For me, the very best of a great series,
This review is from: One Corpse Too Many: 2 (Cadfael Chronicles) (Paperback)
First of all you must read this book BEFORE any other of the series - with the exception of A Morbid Taste For Bones. If you don't, you may still enjoy it but you will lose all the suspense. Trust me.
At the end of the siege of Shrewsbury, a number of rebels are hanged and their bodies thrown into a ditch. The right to a decent burial, by the monks of the Abbey, cannot be witheld, but Cadfael is dismayed to find that someone has taken advantage of the situation to dump an extra body, of a man who has not been hanged but murdered. Who is he, why was he killed - and by whom. For Cadfael, even in a land of battle and slaughter, this matters. Moreover, he finds himself with a young charge to care for, who may be more important than he seems, and witness to a developing triangle in which two of the King's circle vie for the love of a young woman. Carefully walking a tightrope in this most difficult of historical times, Cadfael strives to tease out the strands, make the connections, expose the guilty and protect the innocent. The result is critical for the other books in the series. So reviewing this book without giving anything away is tricky.

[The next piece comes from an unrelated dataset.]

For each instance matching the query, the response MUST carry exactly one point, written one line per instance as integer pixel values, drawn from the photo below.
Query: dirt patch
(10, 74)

Take it for granted you will love Cadfael as much for his quiet wisdom, his generosity of spirit and his understanding of the humman condition as much as for his deductive powers based on close observation and for his courage.
Ellis Peters knows the locations of which she writes so lovingly, and her historical research is impressive - but it never gets in the way of the story or the characters. Her choice to make Cadfael a monk come late to the cloister after years as a crusader ( a man-at-arms, not a famous knight)is masterly. It gives him worldly wisdom and experience, good reason for the Abbot to trust him in matters rather beyond the understanding of the cloister, a rebellious streak, confidence to speak his mind, and occasionally an opportunity to use some physical skill.
The book has something of a double ending, which makes it rather unusual. Cadfael may have solved the mysteries, but for justice to be done, in the context of the age, something more will be needed...And Ellis Peters provides a gripping end.